"Y llegaron a Mara, y no pudieron beber las aguas de Mara, porque eran amargas; por eso le pusieron el nombre de Mara. Entonces el pueblo murmuró contra Moisés y dijo: ¿Qué hemos de beber? Y Moisés clamó a Jehová, y Jehová le mostró un árbol; y lo echó en las aguas, y las aguas se endulzaron. Allí les dio estatutos y ordenanzas, y allí los probó". Exodo 15:23-25
Después de haber caminado durante tres días y cuando las provisiones de agua casi se habían agotado, los israelitas contemplaron con alegría un oasis hermoso enclavado en la soledad calcinante del desierto. La vista era maravillosa: mucha agua fresca y generosos árboles que ofrecían su sombra a los cansados viajeros. Algunos corrieron para ser los primeros en refrescarse y fueron los primeros en chasquearse. Las aguas eran buenas sólo en apariencia, estaban amargas. No podía haber una situación más desoladora: cientos de miles de personas sedientas en el ardiente desierto contemplaban agua que era incapaz de saciar su sed. Allí empezó a surgir una ola gigante de descontento contra Moisés. Gran parte del pueblo, olvidándose de la columna de fuego y el victorioso paso por el Mar Rojo, dudaron que sea Dios quien los estaba guiando.

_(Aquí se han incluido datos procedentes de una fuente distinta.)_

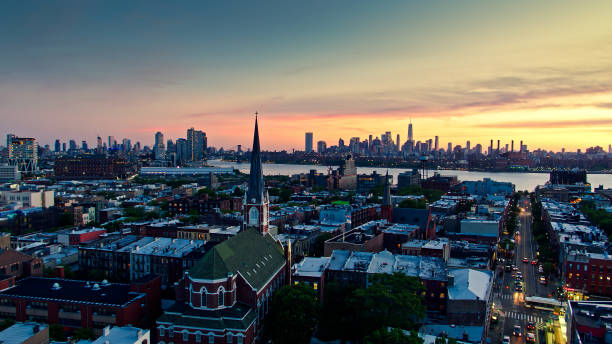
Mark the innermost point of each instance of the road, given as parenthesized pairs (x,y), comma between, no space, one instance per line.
(510,301)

¡Cuán fácilmente sucumbimos frente al desaliento! ¡Cuánta paciencia y misericordia habitan en el eterno corazón del Altísimo! No habían pasado muchos días del milagroso paso a través del Mar Rojo cuando otra vez Israel estaba dudando de la dirección divina. Dios permite que pasemos por la experiencia solitaria del desierto y lleguemos hasta las aguas amargas para cumplir su propósito en nuestra vida: prepararnos para ser ciudadanos de la tierra prometida celestial. Cada detalle de nuestro itinerario de peregrinación en esta vida está diseñado para el perfeccionamiento de nuestro carácter. Dios estaba guiando a Israel por el desierto, en su programa divino figuraba el pasar por este lugar de aguas amargas. Recuerda siempre que hay un propósito divino detrás de todo momento de amargura y que toda prueba contiene una enseñanza.

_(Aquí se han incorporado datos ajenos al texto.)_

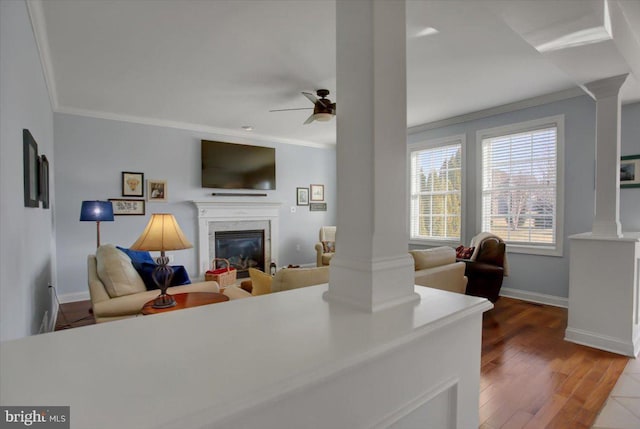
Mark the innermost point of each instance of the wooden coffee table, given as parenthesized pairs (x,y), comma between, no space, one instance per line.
(186,300)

La primera lección que encontramos en el texto de hoy se podría resumir en la siguiente declaración: "No es el propósito de Dios que bebamos del agua amarga, sino que reconozcamos su poder para tornar dulce lo amargo". Cuando tomamos agua fresca y buena, ésta llega a ser parte de nuestro organismo y ayuda decisivamente al mantenimiento de una buena salud. El agua amarga, por el contrario, no sólo tiene mal sabor sino que puede originar graves enfermedades. Evidentemente el agua amarga no es para tomarla. Dios no había conducido a su pueblo hasta ese lugar para que beban de aquella fuente enferma, sino para probar su fe y darles una contundente evidencia de su poder. Si el pueblo hubiese tenido la fe suficiente, ellos no habrían clamado a Moisés "¿Qué hemos de beber?", hicieron eso demostrando patéticamente que su confianza estaba en un ser humano y no en Dios. Un pueblo con fe deposita toda su confianza en la Roca de los siglos, no en la extrema debilidad de un hombre. Es triste enfrentar las aguas amargas de la vida sólo con mi débil fuerza humana, es mejor depender por completo en Aquél que es capaz de tornar la amargura en dulzura y las lágrimas en cantos de agradecimiento y alegría.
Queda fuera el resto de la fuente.